Professor Jonathan L. Sessler and his team at The University of Texas at Austin supported by this award are exploring new analogues of the pigments that make blood red, vitamin B12 purple, and grass green. Also targeted for study are the principles of chemical communication that biology uses to transmit signals over short distances and long as exemplified, for instance, by neuroregulators and skunk sprays, respectively. By using small molecules to trigger downstream chemical events it could become possible to probe the complexity of biology within the chemical laboratory. With such long-term goals in mind, new molecules have been designed that are expected to advance our understanding of how molecular structure affects key properties, such as color, stability, and an ability to interact with other chemical entities. This is expected, in term, to lead to the development of new molecular systems that can be used to create information storage arrays or being used in the context of new medical modalities, such as photodynamic therapy, where light is used to treat diseases. This project involves work that spans the gamut of chemistry sub-areas. It is thus expected to enhance coworker training and provide a technically savvy workforce. It also should also provide an opportunity for young researchers to develop the skills needed to pursue academic or non-academic research-related careers.

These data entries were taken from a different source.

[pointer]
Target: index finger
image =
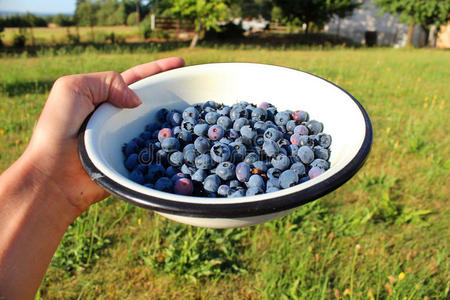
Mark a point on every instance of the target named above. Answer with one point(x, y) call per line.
point(142, 71)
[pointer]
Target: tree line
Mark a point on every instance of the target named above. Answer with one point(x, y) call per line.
point(206, 13)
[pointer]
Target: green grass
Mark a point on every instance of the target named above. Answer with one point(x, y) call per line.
point(383, 235)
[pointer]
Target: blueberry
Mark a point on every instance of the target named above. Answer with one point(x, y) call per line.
point(225, 170)
point(211, 183)
point(305, 154)
point(273, 182)
point(255, 181)
point(252, 191)
point(203, 161)
point(216, 132)
point(259, 167)
point(189, 157)
point(248, 132)
point(188, 170)
point(146, 135)
point(161, 157)
point(300, 116)
point(281, 162)
point(236, 194)
point(154, 171)
point(264, 105)
point(199, 175)
point(224, 111)
point(295, 139)
point(170, 144)
point(164, 184)
point(132, 161)
point(314, 127)
point(210, 104)
point(177, 176)
point(220, 152)
point(234, 184)
point(174, 118)
point(183, 186)
point(176, 130)
point(251, 158)
point(290, 125)
point(176, 159)
point(201, 129)
point(188, 124)
point(320, 163)
point(225, 122)
point(170, 171)
point(273, 134)
point(238, 152)
point(161, 115)
point(282, 118)
point(259, 114)
point(225, 140)
point(211, 117)
point(288, 178)
point(320, 152)
point(314, 172)
point(224, 190)
point(238, 112)
point(323, 139)
point(306, 140)
point(301, 130)
point(273, 173)
point(260, 127)
point(184, 136)
point(237, 125)
point(243, 172)
point(130, 148)
point(271, 148)
point(137, 176)
point(190, 112)
point(298, 168)
point(154, 126)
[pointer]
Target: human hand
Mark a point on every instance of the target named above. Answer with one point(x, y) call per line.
point(52, 151)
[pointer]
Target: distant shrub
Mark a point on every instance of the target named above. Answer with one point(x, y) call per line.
point(227, 31)
point(131, 19)
point(19, 40)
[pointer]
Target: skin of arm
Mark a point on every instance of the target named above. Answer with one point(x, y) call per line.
point(46, 189)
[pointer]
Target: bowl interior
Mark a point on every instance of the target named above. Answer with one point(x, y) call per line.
point(109, 127)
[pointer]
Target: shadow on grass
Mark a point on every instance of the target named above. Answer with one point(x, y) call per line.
point(12, 89)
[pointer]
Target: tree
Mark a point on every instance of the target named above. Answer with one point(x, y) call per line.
point(317, 12)
point(424, 13)
point(203, 13)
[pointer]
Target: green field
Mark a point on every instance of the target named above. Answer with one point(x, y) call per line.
point(383, 235)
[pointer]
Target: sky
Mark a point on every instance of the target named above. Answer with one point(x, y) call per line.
point(39, 6)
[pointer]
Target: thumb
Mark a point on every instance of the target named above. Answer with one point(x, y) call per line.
point(74, 97)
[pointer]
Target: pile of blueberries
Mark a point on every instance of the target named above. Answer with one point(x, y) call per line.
point(215, 150)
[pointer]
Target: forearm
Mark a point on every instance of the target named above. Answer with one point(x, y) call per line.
point(33, 219)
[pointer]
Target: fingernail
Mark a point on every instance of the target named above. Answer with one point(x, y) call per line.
point(134, 97)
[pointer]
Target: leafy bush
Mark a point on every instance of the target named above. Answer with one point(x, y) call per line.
point(19, 40)
point(131, 19)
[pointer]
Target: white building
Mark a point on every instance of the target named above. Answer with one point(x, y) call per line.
point(367, 18)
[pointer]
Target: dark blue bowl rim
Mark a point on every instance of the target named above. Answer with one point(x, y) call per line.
point(232, 210)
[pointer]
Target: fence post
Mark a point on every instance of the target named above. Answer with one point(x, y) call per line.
point(152, 22)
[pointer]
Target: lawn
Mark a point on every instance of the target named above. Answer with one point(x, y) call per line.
point(383, 235)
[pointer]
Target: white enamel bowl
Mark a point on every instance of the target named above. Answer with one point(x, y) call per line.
point(344, 118)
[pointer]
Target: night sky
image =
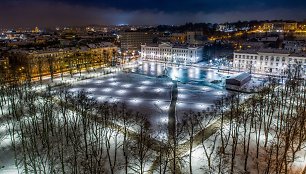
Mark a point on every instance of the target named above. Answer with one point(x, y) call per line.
point(50, 13)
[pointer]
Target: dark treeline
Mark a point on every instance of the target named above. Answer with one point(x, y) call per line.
point(55, 131)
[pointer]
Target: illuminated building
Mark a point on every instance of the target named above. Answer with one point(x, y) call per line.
point(268, 61)
point(167, 52)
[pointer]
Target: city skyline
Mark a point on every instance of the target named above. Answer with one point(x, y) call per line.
point(46, 13)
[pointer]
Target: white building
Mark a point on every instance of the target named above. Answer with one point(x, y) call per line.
point(166, 52)
point(269, 61)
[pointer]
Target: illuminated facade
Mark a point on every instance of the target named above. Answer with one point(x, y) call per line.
point(275, 62)
point(166, 52)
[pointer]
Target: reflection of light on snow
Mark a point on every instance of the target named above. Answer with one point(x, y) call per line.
point(145, 67)
point(90, 96)
point(127, 85)
point(99, 81)
point(121, 92)
point(191, 74)
point(181, 89)
point(164, 120)
point(90, 89)
point(107, 90)
point(87, 81)
point(210, 74)
point(175, 73)
point(205, 88)
point(152, 65)
point(169, 83)
point(114, 83)
point(102, 98)
point(74, 89)
point(218, 93)
point(146, 82)
point(135, 101)
point(159, 90)
point(112, 79)
point(165, 108)
point(180, 104)
point(200, 106)
point(142, 87)
point(114, 100)
point(159, 70)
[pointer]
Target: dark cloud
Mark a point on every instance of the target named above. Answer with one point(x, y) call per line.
point(15, 13)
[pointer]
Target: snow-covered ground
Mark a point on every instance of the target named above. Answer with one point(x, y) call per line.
point(149, 95)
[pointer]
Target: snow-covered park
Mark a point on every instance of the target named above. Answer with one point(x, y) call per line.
point(149, 95)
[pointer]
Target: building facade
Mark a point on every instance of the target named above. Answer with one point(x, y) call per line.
point(270, 61)
point(166, 52)
point(132, 40)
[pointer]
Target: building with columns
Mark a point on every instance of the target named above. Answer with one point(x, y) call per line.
point(167, 52)
point(269, 61)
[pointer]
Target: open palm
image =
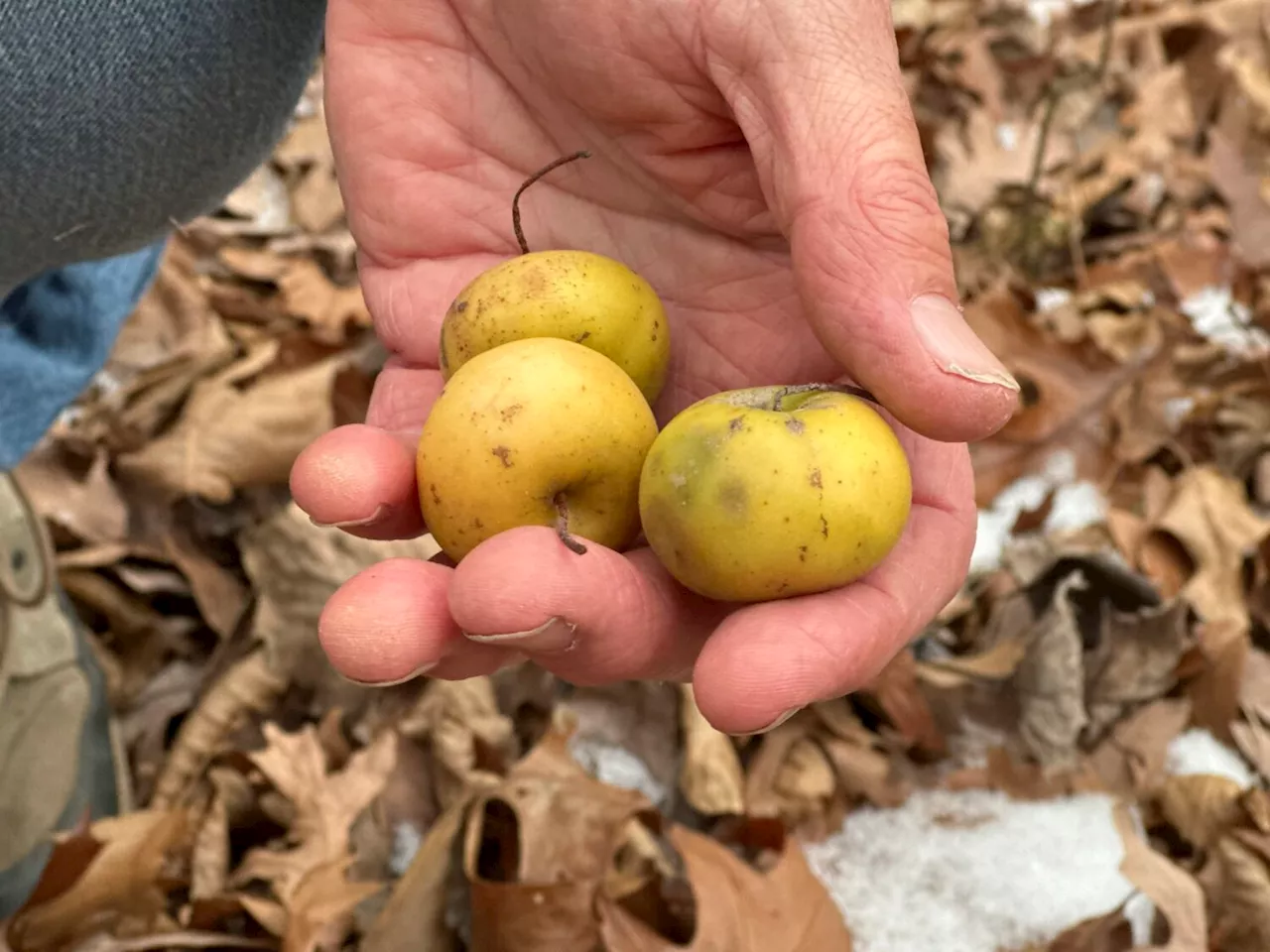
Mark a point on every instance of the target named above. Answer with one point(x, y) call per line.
point(757, 163)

In terms of specifics, this project focuses on two classes of oligopyrrole macrocycles that have benefited from prior NSF support, namely expanded porphyrins and calixpyrroles. These molecules, alone and in concert, are being used to pursue the following specific aims, which involve respectively: 1) The preparation of new two- and three-dimensional expanded porphyrins. These systems allow explorations of the effects of oxidation, reduction, and donor-acceptor interactions on both ground and excited state (anti)aromaticity. They also allow determinations of which design features control localized vs. delocalized aromaticity and radical vs. closed shell conjugation pathways and thus advances in basic structure-function understanding as it relates to blood pigment analogues; 2) the synthesis of functionalized calixpyrrole systems that can access multiple discrete states, such as helices, capsules, and discrete monomers. In the context of this aim, off-equilibrium effects are being explored using chiral, non-racemic pyridine-functionalized calixpyrroles and their interactions with metalated expanded porphyrins; 3) further explorations of a previously reported benzotetrathiafulvalene calixpyrrole-TCNQ ensemble, particularly in the context of its ability to release ionic and molecular messengers and mediate various downstream chemical reactions. Combinations of monomeric and capsule-type calixpyrroles with expanded porphyrins, are being explored with a view to creating more complex information transfer systems. In this way, the effect of structure on cascade-like signal transduction in completely synthetic constructs can be assessed. Ultimately, this could lead to systems capable of highly dense information storage or able to perform rudimentary computing functions. This project is expected to be accomplished in four years.
This award reflects NSF's statutory mission and has been deemed worthy of support through evaluation using the Foundation's intellectual merit and broader impacts review criteria.